The titles of many cancer books maintain the upbeat martial language of the conference participants: “Knockout,” “Beating Cancer With Nutrition,” “A Cancer Battle Plan,” “You Can Fight Cancer and Win,” “Defeat Cancer,” “Fighting Cancer With Knowledge and Hope.” Such a narrative may work with curable cancers. Even in these cases, though, the generals with the big surgical, chemical and radiological weapons are doctors, not patients. But my hesitations about warfare language go beyond that objection.
Are patients enjoined to vanquish their multiple sclerosis? Are they encouraged to rout their emphysema, A.L.S., rheumatoid arthritis or the macular degeneration of their eyes? Why is this bellicosity so prominent with regard to cancer?
Perhaps one reason for militant cancer language relates to treatment fatigue. It takes grit to subject oneself to injurious rays, toxins and excisions, especially when they harm an existence extended for only a limited period of time. The tedious repetition of successive interventions wearies worn patients. Physicians and relatives must feel the need to rouse the demoralized foot soldier. The worse the prospects the louder the drumming. Consider the alternative, recurring patients are periodically warned.

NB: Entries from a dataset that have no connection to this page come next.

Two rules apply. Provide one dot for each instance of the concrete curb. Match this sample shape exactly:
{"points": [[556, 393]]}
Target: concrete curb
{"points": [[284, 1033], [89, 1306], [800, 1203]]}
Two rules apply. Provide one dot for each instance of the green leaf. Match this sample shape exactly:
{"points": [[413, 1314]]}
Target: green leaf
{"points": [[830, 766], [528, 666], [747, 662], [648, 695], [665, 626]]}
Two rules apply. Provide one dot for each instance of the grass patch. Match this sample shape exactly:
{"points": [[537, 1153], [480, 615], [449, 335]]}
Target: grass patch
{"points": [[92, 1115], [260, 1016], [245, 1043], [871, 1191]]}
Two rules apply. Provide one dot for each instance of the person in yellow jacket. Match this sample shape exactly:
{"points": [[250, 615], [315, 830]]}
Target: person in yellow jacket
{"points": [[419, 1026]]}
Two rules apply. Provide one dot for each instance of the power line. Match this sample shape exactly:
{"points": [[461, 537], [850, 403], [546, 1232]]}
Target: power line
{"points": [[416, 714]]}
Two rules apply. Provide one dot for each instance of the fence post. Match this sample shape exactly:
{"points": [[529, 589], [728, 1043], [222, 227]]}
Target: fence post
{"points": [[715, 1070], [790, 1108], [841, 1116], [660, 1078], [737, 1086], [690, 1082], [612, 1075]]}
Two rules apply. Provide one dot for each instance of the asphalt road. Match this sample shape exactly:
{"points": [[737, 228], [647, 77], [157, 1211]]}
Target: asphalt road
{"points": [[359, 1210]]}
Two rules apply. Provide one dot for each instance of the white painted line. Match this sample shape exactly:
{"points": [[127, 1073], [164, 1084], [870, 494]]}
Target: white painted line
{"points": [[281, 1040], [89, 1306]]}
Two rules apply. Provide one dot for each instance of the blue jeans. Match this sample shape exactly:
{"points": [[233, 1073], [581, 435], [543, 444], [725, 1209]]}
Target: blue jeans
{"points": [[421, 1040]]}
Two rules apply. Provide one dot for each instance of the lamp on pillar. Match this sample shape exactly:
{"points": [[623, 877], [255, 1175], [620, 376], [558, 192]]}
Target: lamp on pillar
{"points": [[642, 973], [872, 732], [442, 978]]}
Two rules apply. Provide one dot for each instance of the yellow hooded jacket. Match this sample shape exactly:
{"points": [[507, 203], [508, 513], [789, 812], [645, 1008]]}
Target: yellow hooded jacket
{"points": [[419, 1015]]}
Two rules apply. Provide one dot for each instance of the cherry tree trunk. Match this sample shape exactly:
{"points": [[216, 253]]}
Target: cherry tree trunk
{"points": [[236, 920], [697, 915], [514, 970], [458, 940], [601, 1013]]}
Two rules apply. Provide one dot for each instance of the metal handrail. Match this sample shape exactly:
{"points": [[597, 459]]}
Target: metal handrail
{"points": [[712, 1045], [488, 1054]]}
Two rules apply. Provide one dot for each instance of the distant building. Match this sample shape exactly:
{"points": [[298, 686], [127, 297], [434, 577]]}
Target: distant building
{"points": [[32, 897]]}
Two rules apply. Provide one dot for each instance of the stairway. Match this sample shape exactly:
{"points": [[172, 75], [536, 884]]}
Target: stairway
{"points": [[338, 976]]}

While dealing with a chronic or terminal condition, however, some people decide to reject medical options that damage the life left to be lived. Those who cease and desist should not be considered cowards, deserters, losers or quitters. Conscientious objectors, they have made their separate peace — if not with cancer, then with their living and their dying. Wearied by treatment fatigue, they want their remaining days or months to consist of more than a war against cancer. They want to consider the alternative.
I am not yet in this place. But I honor those who decide to lay down arms. Deborah Cumming, who died of lung cancer, wrote that she believed that “cancer is an insistent opportunity to learn that in dying we are alive, in living we are dying.” She felt that a “good attitude” is not about “fighting, conquering, winning. It’s about the daily thankfulness. And about peace, not war.”
When coping with metastatic breast cancer, my friend, the pioneering gender studies scholar Eve Kosofsky Sedgwick, acknowledged that she longed to hear four simple words, “You can stop now.”